In the realm of video encoding, optimizing the BD-rate VMAF score is critical for achieving superior video quality while maintaining efficient bitrate usage. Video Multi-Method Assessment Fusion (VMAF) is a perceptual video quality metric that combines multiple assessment methods to provide a comprehensive evaluation of video quality. In this project, I developed post-processing techniques focused on the brightness and color channels of input video sequences. This approach significantly enhanced the BD-rate VMAF score by an average of 24%, demonstrating substantial improvements in video quality without compromising the original look and artistic impression of the videos. The transformations applied are meticulously designed to preserve the aesthetic integrity of the content. The gains achieved through this method are consistent across various rate control modes, including Constant Quantization Parameter (CQP), Constant Bitrate (CBR), and Constant Rate Factor (CRF).

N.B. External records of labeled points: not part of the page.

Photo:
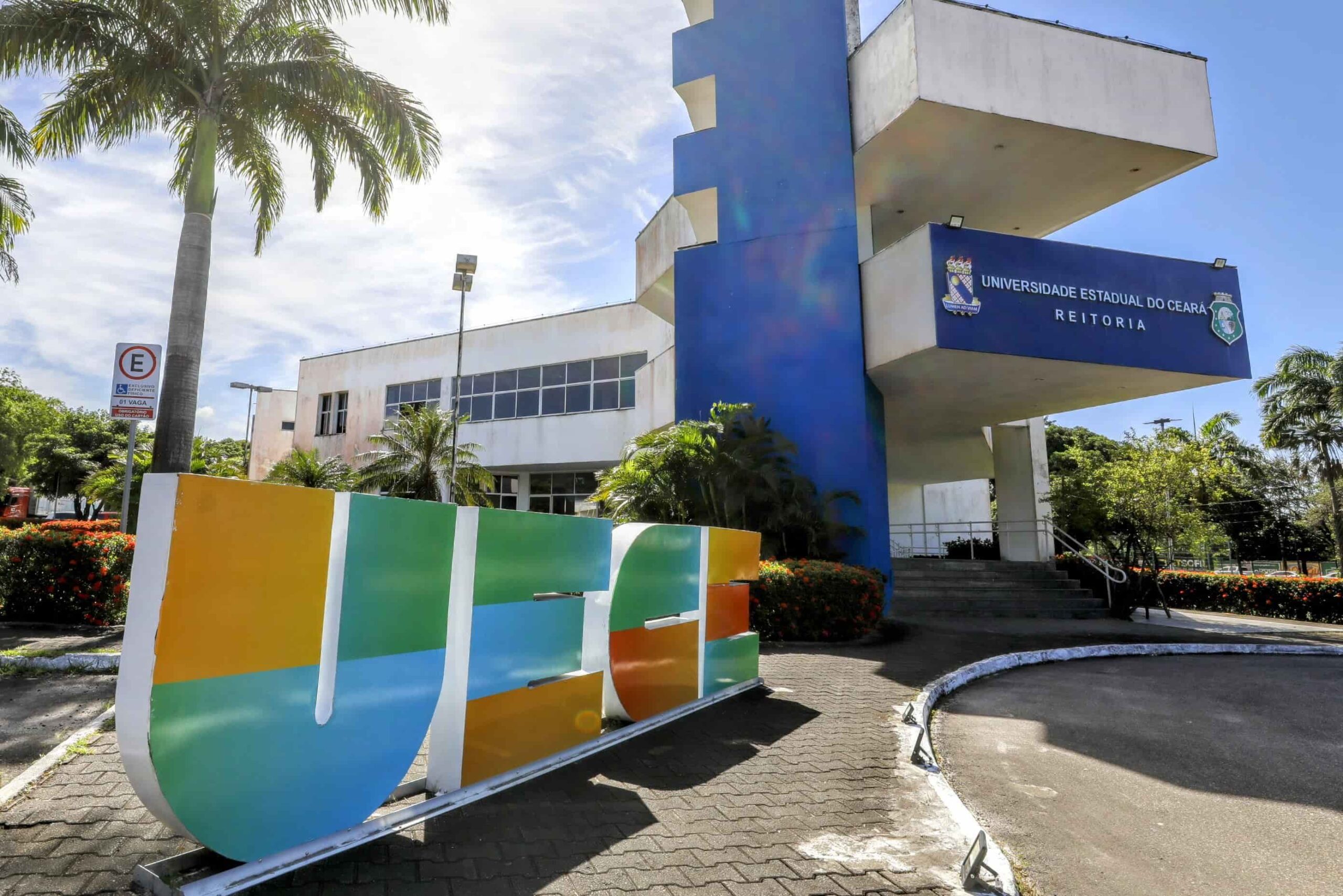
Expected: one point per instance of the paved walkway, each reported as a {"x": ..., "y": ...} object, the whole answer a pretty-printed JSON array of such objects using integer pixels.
[
  {"x": 801, "y": 793},
  {"x": 1174, "y": 775}
]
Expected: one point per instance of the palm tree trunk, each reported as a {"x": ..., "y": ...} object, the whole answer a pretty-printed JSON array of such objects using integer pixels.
[
  {"x": 187, "y": 319},
  {"x": 1334, "y": 516}
]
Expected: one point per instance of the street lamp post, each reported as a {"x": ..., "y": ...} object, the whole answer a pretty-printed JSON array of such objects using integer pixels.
[
  {"x": 462, "y": 280},
  {"x": 249, "y": 428}
]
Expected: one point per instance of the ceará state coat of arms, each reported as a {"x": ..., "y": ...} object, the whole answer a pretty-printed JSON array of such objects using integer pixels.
[
  {"x": 1227, "y": 319},
  {"x": 961, "y": 288}
]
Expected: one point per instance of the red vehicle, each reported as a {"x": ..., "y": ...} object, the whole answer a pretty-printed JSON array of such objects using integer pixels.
[{"x": 17, "y": 504}]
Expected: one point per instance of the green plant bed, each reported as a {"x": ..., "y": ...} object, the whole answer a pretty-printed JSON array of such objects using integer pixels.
[
  {"x": 1302, "y": 600},
  {"x": 49, "y": 575},
  {"x": 816, "y": 601}
]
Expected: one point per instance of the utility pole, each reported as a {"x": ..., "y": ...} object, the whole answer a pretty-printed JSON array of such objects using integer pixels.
[{"x": 462, "y": 280}]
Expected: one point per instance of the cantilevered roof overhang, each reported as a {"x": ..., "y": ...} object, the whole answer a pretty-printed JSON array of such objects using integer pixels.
[{"x": 1020, "y": 125}]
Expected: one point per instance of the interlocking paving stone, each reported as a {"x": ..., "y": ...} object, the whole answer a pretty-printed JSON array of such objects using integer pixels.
[{"x": 731, "y": 801}]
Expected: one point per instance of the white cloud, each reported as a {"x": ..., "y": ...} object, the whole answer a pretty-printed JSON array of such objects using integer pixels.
[{"x": 557, "y": 124}]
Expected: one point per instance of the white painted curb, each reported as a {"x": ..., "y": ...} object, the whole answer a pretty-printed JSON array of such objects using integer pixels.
[
  {"x": 68, "y": 663},
  {"x": 51, "y": 760},
  {"x": 958, "y": 679}
]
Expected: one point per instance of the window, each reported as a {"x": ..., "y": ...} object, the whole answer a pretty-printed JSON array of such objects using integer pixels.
[
  {"x": 574, "y": 387},
  {"x": 560, "y": 492},
  {"x": 342, "y": 411},
  {"x": 504, "y": 495},
  {"x": 413, "y": 397},
  {"x": 324, "y": 414},
  {"x": 332, "y": 413}
]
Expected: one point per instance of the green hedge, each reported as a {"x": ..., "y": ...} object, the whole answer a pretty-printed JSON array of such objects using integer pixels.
[
  {"x": 816, "y": 601},
  {"x": 1303, "y": 600},
  {"x": 47, "y": 575}
]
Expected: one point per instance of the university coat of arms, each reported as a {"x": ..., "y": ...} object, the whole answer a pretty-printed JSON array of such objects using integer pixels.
[
  {"x": 961, "y": 288},
  {"x": 1227, "y": 319}
]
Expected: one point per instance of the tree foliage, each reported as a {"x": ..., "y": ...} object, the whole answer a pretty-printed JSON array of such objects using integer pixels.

Comprehensive SDR/HDR conversion suite for enhanced video compatibility

The seamless conversion between Standard Dynamic Range (SDR) and High Dynamic Range (HDR) formats is essential for ensuring compatibility and optimal viewing experiences across diverse display technologies. In this project, I developed a SDR/HDR conversion suite for NETINT Technologies's next generation VPUs, capable of performing three distinct types of conversions. This suite offers robust solutions for converting SDR input to HDR format, transforming HDR input to SDR format, and converting between different HDR formats, such as Hybrid Log-Gamma (HLG) to HDR10. Each conversion process is meticulously designed to preserve the visual integrity and artistic intent of the original content, ensuring that the resulting output meets the highest standards of quality and compatibility. The hardware implementation of this suite ensures high performance and efficiency, making it suitable for real-time applications and large-scale deployments.

Comprehensive survey on image and video quality assessment [Journal Paper]

In this survey paper, I conducted an extensive review of both subjective and objective methods for assessing image and video quality. The project aimed to bridge the gap between human perception and algorithmic evaluation, providing a holistic view of current methodologies and their applications. Subjective assessment involves human observers to evaluate quality. In contrast, objective assessment leverages computational models to predict quality scores, offering efficiency and consistency in evaluation. This survey meticulously categorizes and compares various assessment techniques, highlighting their strengths, limitations, and potential areas for improvement. This work has been cited over 250 times in prestigous journals and conferences.